A network hop. Function calling resolves inside one request/response cycle against the model API. MCP adds a round trip to a separate server, even when that server is localhost. On latency-sensitive paths — voice agents, autocomplete — that hop is real.
A second thing to run. Your three functions were imports. Now they’re a process with a transport, a lifecycle, health checks, and a place in your deployment topology.
Spec exposure. MCP is moving fast. The stable spec was 2025-11-25; the 2026 roadmap points at a stateless core, a Tasks extension for long-running work, and tightened OAuth-aligned authorization.
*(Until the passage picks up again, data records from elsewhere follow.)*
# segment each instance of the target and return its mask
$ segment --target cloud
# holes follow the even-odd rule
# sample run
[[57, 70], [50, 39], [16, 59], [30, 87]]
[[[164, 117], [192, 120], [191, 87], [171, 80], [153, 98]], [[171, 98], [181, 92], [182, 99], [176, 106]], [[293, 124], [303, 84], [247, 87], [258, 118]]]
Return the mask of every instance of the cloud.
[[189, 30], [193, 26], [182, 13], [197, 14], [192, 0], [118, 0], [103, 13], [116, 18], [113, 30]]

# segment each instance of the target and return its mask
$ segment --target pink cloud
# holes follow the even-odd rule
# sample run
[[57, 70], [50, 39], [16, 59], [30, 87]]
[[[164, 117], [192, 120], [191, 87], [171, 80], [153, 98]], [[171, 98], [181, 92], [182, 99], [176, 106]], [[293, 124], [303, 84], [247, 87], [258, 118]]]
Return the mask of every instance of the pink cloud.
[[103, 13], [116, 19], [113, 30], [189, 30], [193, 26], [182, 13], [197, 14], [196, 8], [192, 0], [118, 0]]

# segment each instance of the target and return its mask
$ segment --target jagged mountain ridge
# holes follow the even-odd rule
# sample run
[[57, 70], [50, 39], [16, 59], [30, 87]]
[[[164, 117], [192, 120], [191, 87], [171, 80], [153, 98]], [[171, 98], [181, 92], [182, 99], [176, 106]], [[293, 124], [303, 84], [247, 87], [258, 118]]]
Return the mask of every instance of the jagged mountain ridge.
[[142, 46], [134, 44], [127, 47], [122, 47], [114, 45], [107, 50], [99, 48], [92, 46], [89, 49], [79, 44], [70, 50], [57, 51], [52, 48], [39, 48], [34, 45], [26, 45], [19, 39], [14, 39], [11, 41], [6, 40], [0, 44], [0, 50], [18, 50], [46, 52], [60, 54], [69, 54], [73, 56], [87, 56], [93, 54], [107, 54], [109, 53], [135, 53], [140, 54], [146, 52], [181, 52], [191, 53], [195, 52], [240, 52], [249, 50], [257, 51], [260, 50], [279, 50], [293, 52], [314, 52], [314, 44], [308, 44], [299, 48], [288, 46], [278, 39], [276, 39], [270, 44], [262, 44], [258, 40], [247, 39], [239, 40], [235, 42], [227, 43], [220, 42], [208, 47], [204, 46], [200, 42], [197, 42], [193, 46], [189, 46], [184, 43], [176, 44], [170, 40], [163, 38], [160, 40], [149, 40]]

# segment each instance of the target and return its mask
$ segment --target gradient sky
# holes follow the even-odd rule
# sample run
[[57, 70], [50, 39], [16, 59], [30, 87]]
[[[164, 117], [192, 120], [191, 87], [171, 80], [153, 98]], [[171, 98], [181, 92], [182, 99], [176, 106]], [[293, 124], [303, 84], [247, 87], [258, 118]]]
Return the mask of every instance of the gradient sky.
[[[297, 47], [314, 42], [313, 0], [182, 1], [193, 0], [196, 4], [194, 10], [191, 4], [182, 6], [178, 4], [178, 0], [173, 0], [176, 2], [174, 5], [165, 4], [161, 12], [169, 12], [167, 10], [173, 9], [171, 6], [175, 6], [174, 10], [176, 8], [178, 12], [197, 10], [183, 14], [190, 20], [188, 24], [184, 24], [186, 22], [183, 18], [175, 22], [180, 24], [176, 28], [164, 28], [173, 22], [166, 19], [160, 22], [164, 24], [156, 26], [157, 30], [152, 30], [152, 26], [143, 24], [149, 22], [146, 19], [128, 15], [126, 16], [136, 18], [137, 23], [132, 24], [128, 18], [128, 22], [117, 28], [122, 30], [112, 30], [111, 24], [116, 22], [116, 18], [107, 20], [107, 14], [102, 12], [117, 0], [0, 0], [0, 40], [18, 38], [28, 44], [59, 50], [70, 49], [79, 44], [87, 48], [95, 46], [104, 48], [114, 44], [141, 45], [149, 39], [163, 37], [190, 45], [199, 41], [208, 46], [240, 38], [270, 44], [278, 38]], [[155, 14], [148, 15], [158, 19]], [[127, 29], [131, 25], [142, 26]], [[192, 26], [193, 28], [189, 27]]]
That’s healthy evolution, but it’s surface area you now track for a server that talks to one client you also own.

If those three functions never leave the repo, function calling is the correct answer. Define the schema inline, handle the tool_use block, move on. Reaching for a protocol to decouple a thing from itself is architecture as cargo cult.

The decision, compressed

Signal	Reach for function calling	Reach for MCP
Surfaces using the tool	One	Two or more
Tool lifetime	Built per-request, dynamic	Stable, shared
Latency budget	Tight (single hop matters)	Tolerant of a round trip
Governance need	Inline in app	Gateway: auth, rate limit, audit
Ownership	You own both ends	Tool owned by another team
Provider portability	Single vendor, fine	Multi-vendor or hedging

The cleanest production shape I keep landing on uses both deliberately: function calling for the application-specific tools that will only ever serve this one agent, and MCP for the shared infrastructure — the database bridge three teams hit, the deploy trigger that needs an audit trail. The protocol earns its keep at the boundary where a capability outlives the agent that first called it.

Why it matters

The reflexive “use MCP for everything” advice produces the same failure mode as every premature-abstraction cycle before it: teams standing up servers, transports, and OAuth flows to expose functions that a four-line inline schema would have handled. The reverse — refusing the protocol when you genuinely have M surfaces and N shared tools — quietly recreates the M×N integration sprawl MCP was built to delete, one pull request at a time.

Treat the choice as arithmetic, not allegiance. Count your surfaces, count your shared tools, price the hop. If M+N beats M×N for your topology, the server is worth it. If it doesn’t, the inline schema you already know how to write is not a compromise — it’s the right tool.